View Case Study →Riviera Social Club
WhatsApp AI assistant reading a live Google Doc knowledge base. Handles 87% of inbound questions with sub-30s response time — zero new tools for staff.
View Case Study →The AI pipeline alone saves us 20+ hours every week. Genuinely remarkable work — and it actually sounds like us, not a robot.
FAQ
Do I need to understand AI to work with you?
No. My job is to translate between AI capabilities and your business problem. You describe the workflow in plain English. I tell you whether it's a good automation candidate and how I'd build it reliably.
How do I know the AI output will be accurate?
We build an eval suite before shipping — test sets of representative inputs with expected outputs. Every pipeline has structured output validation, a human review step for high-stakes decisions, and logging so you can audit every result.
What if the pilot doesn't show ROI?
We stop, and I tell you why in writing. I'd rather lose the Scale engagement than build something that doesn't pay for itself. An honest assessment is part of the deliverable — not a consolation prize.
Can the AI be trained on our company voice or data?

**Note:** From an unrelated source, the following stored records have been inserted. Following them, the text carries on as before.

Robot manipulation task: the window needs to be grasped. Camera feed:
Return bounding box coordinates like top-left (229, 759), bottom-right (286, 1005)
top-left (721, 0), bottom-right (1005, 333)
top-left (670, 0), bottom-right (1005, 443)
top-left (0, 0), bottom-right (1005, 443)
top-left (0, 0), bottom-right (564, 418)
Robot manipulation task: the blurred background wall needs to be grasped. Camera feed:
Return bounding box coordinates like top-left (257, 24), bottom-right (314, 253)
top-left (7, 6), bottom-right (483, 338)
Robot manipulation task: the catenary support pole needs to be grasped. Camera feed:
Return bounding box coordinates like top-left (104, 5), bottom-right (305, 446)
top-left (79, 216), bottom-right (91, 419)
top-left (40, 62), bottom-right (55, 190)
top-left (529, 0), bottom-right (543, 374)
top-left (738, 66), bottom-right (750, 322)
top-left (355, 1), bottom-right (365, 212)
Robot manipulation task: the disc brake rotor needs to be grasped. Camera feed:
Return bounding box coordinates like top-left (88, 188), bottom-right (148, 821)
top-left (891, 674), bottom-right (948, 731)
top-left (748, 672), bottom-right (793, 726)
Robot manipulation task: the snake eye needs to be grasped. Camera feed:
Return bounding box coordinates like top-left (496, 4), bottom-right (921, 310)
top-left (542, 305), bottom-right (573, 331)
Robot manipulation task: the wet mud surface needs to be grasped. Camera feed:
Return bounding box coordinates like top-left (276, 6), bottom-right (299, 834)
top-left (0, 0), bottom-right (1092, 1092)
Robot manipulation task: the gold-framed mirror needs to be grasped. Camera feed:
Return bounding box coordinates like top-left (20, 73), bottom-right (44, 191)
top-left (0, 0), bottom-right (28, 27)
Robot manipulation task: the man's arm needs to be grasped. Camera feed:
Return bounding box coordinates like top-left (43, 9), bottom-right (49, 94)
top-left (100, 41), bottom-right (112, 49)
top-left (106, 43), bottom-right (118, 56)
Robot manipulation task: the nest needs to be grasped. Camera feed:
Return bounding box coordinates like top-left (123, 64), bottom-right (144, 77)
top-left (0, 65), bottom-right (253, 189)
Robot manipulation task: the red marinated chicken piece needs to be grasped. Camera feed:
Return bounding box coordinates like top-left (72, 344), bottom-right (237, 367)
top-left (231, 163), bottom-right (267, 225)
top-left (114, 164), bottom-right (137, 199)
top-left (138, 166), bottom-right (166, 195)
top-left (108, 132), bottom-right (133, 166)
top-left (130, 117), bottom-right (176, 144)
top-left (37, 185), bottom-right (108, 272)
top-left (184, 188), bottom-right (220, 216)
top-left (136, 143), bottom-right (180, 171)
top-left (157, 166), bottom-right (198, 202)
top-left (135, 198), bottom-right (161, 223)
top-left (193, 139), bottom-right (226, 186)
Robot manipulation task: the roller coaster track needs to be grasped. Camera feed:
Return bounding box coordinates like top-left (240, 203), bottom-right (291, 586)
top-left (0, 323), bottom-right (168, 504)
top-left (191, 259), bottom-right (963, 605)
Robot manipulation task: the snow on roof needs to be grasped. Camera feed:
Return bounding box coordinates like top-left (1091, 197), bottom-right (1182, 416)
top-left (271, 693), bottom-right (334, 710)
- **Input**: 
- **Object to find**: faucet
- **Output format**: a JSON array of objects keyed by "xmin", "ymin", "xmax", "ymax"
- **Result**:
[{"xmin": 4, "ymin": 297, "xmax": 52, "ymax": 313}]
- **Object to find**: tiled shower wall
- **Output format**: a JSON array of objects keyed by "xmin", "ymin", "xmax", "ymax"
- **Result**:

Yes. For tone and voice, I use few-shot prompting and chain-of-thought techniques that produce output that sounds like your team. For domain knowledge, I use RAG — retrieval from your actual documents — rather than fine-tuning, which is usually overkill and significantly more expensive.
What about data privacy and security?
Every pipeline is architected with data minimisation in mind — we pass only what's necessary to the model. I can work with self-hosted models (Ollama, local inference) for sensitive data, or implement data-at-rest encryption for stored outputs. Exact controls depend on your compliance requirements.
Do you handle AI integrations into existing products?
Yes. If you have an existing product and want to add an AI feature — copilot, autocomplete, document summarisation — I can scope and build the integration. The same pilot-first approach applies: one feature, production-grade, measured before expanding.